The faces of the students take me back to the time when we first entered the hallway of the building we refer to simply as “Nagle.” We are now housed in two buildings (“Nagle” and “Cooper”). Seeing this picture reminds me of simpler times. We were in one building with 110 students, eight teachers, an office manager, a finance manager, an operations director and a principal – me. Now with 97 staff members and 445 students, that picture seems almost magical. Magic or not, that first year at Nagle was hard but rewarding, and it set the tone for the culture we have created together. That year formed the foundation of who we are; we built on the strengths found within our staff and students and created a culture around it. Although we now have two buildings, and in some ways two cultures, what makes Inwood “us” is evident throughout the entire organization.

We value all of the voices of  our community. Regardless of how a decision is made – from the top down or from the grass roots – those voices are major factors. Staff, students and parents have invested hours and hours of time to help form our high school opening in the fall, from choosing a high school uniform (yes, there will be one) to whether or not we make early college credits available.

We value a student’s character, but not the kind you read about in books. It’s the kind of character that means when we all mess up and we all fall down, we all can get back on our feet again with the love and support of a caring environment. It’s the kind of character that means teachers can spend class time having challenging and productive conversations with students about the realities of the world around them and the kinds of issues that they encounter. It’s the kind of character that means students cheer for their classmates at the spring concert – even those playing a piano solo – by chanting each student’s name. It’s also the kind of character that means students can get up and play a piano solo in front of a crowded audience at the age of ten.
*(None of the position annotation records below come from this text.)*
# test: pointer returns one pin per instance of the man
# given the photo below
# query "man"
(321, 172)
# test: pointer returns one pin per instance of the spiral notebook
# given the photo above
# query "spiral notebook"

We value students’ developmental stages; our hallways are not silent and that’s ok. This took time. As a NYC charter, the bar set is silence – silence in the hallways, silence in the classroom and sometimes even silence in the lunchroom. In some ways, we thought this is what we had to do, but we tried it on for size and realized it didn’t fit. Expectations and boundaries? Of course! Students thrive when they know what their boundaries and expectations are, and we wouldn’t want it any other way. But as educators and community members with youth development backgrounds, we realized that silence didn’t work for us because it didn’t work for our students.

They have grown. ND4_4769

When students arrive at Inwood Academy in 5th grade, an average of 75% are not reading on grade level. Many are reading two or three grade levels behind. In the beginning of this academic school year only 54 out of 217 5th and 6th graders were reading on grade level. Our latest measures indicate that 125 out of the 217 are now reading on grade level. In many ways our 5th and 6th grade years are considered to be an academic boot camp for students. They often have play catch up – to master the fundamentals while accessing the deeper critical thinking required by the Common Core. This task is not easy, but our teachers have created environments where individualized goals for each student create avenues for progress. Our students begin learning the minute they walk in the door and continue to learn throughout their time with us.

As we continue to grow as a school and as our students continue to grow as individuals, I am excited about the foundation we have set. Our high school will open this fall with 100 of these eager students ready to conquer. Go Inwood!